Teamsters Local 117 held a protest at Sea-Tac yesterday (pictured above) and filed a complaint with the National Labor Relations Board. "I don't know what conclusion to draw except that this is based on religious discrimination," says Tracey Thompson, the union's secretary-treasure.

Hertz denies it, saying that Muslims who follow the rules are still gainfully employed.

According to Thompson, the contested prayer sessions took place on a rug behind a barrier in the garage where Hertz keeps its cars. She says the union has timed the prayers, and they take four to five minutes. (Broome says they're longer.) Most of the year, the workers pray twice during an eight-hour shift, but on special occasions they'll add another prayer. To compensate for their time on the prayer rug, they forego the twice daily 10-minute breaks that employees are entitled to.

Thompson says Hertz has long accepted this practice. And last year, she says, the company verbally agreed during negotiations that workers would not clock out for prayer breaks, even though all employees are required to punch in and out for regular breaks and meal times.

Broome denies such an agreement, and the written language of the contract, forwarded to SW by the union, doesn't specifically address whether workers have to clock out for "mini breaks," as prayer times are categorized.

The Hertz spokesperson insists that the clocking-out rule was clear. Therefore the company recently decided it had to crack down on those who were "insubordinate."

In some ways, it's a strange dispute. It's not exactly about money. Workers get paid even when they're clocked out--unless they go over their allotted time. Instead, for Hertz, the crackdown seems to be about making sure that workers don't get a minute more of break time than they're entitled to. (Note to bosses in low-wage industries: This is why your employees hate you.)

Broome portrays the goof-off potential as serious. "We didn't want a situation where a 10- or 12-minute prayer turned into a 40-minute break," he says. Asked if workers were, in fact, prolonging their prayer breaks, he declined to say.

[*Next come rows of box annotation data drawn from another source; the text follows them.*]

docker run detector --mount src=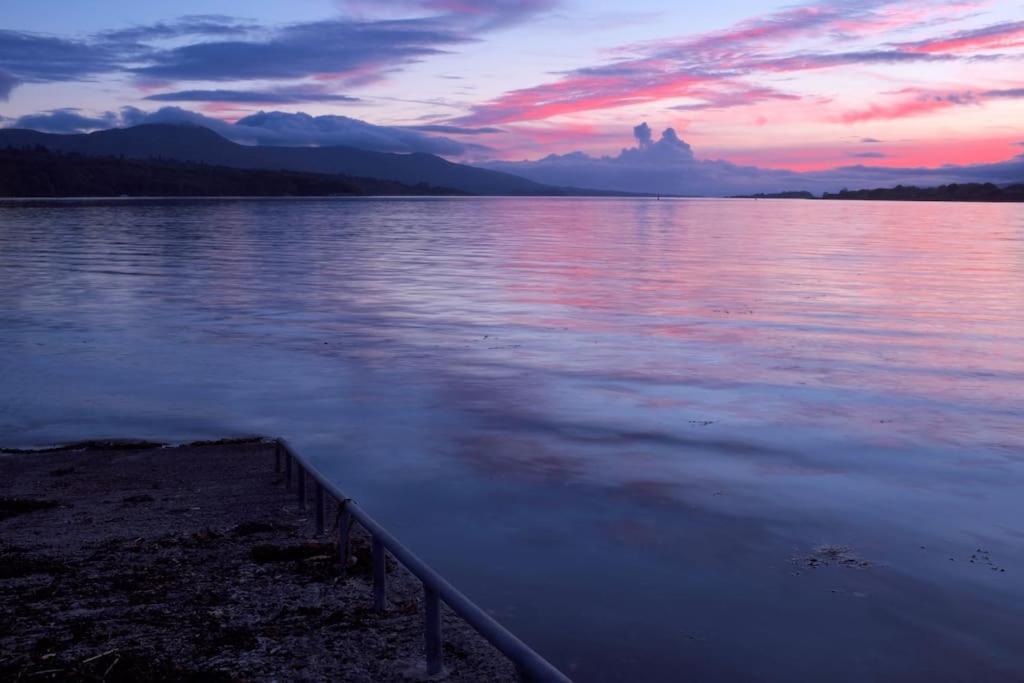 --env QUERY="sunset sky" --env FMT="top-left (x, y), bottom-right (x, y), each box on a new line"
top-left (0, 0), bottom-right (1024, 171)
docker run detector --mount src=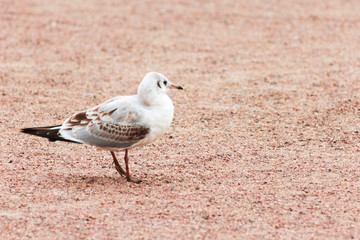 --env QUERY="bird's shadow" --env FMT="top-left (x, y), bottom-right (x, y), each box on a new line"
top-left (47, 174), bottom-right (145, 190)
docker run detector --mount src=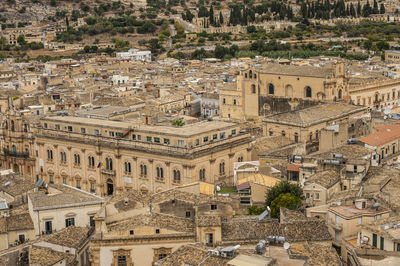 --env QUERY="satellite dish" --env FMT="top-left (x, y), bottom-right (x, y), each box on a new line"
top-left (283, 242), bottom-right (290, 250)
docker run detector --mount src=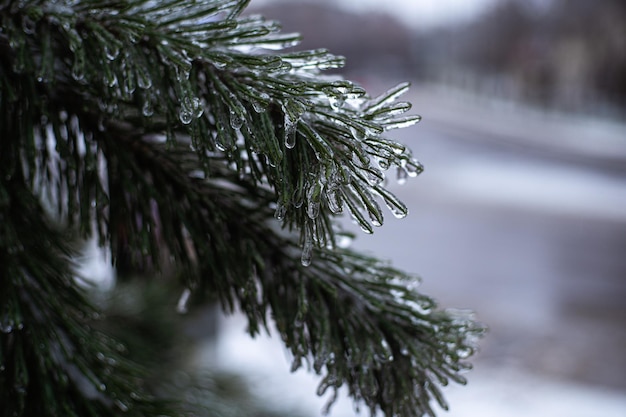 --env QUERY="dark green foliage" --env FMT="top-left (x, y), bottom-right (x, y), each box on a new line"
top-left (0, 0), bottom-right (482, 416)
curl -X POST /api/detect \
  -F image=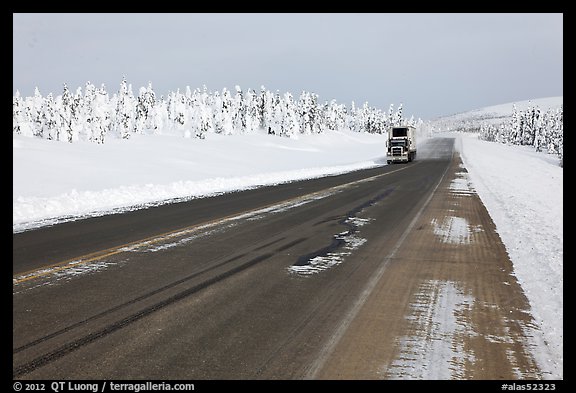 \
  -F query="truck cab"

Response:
[386,126,416,164]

On the part of workers, they don't want to clock out despite being paid because, according to Thompson, they don't want to feel "monitored" during their religious rituals.

Yet, they are anyway, the employees claim. The union relates one incident in which a manager attempted to block a group of Somali women from their ad hoc prayer room.

"He stood in front of the prayer room with his arms fully extended," employee Maryan Muse is quoted as saying in a union press release. "We managed to get into the prayer room, but while we were praying, they [Hertz management] were laughing and clapping their hands, mocking us."

Broome says he has never heard of any such incidents before being contacted by SW. As for the suspended workers, he says they won't be taken back "until they agreed to follow the rules."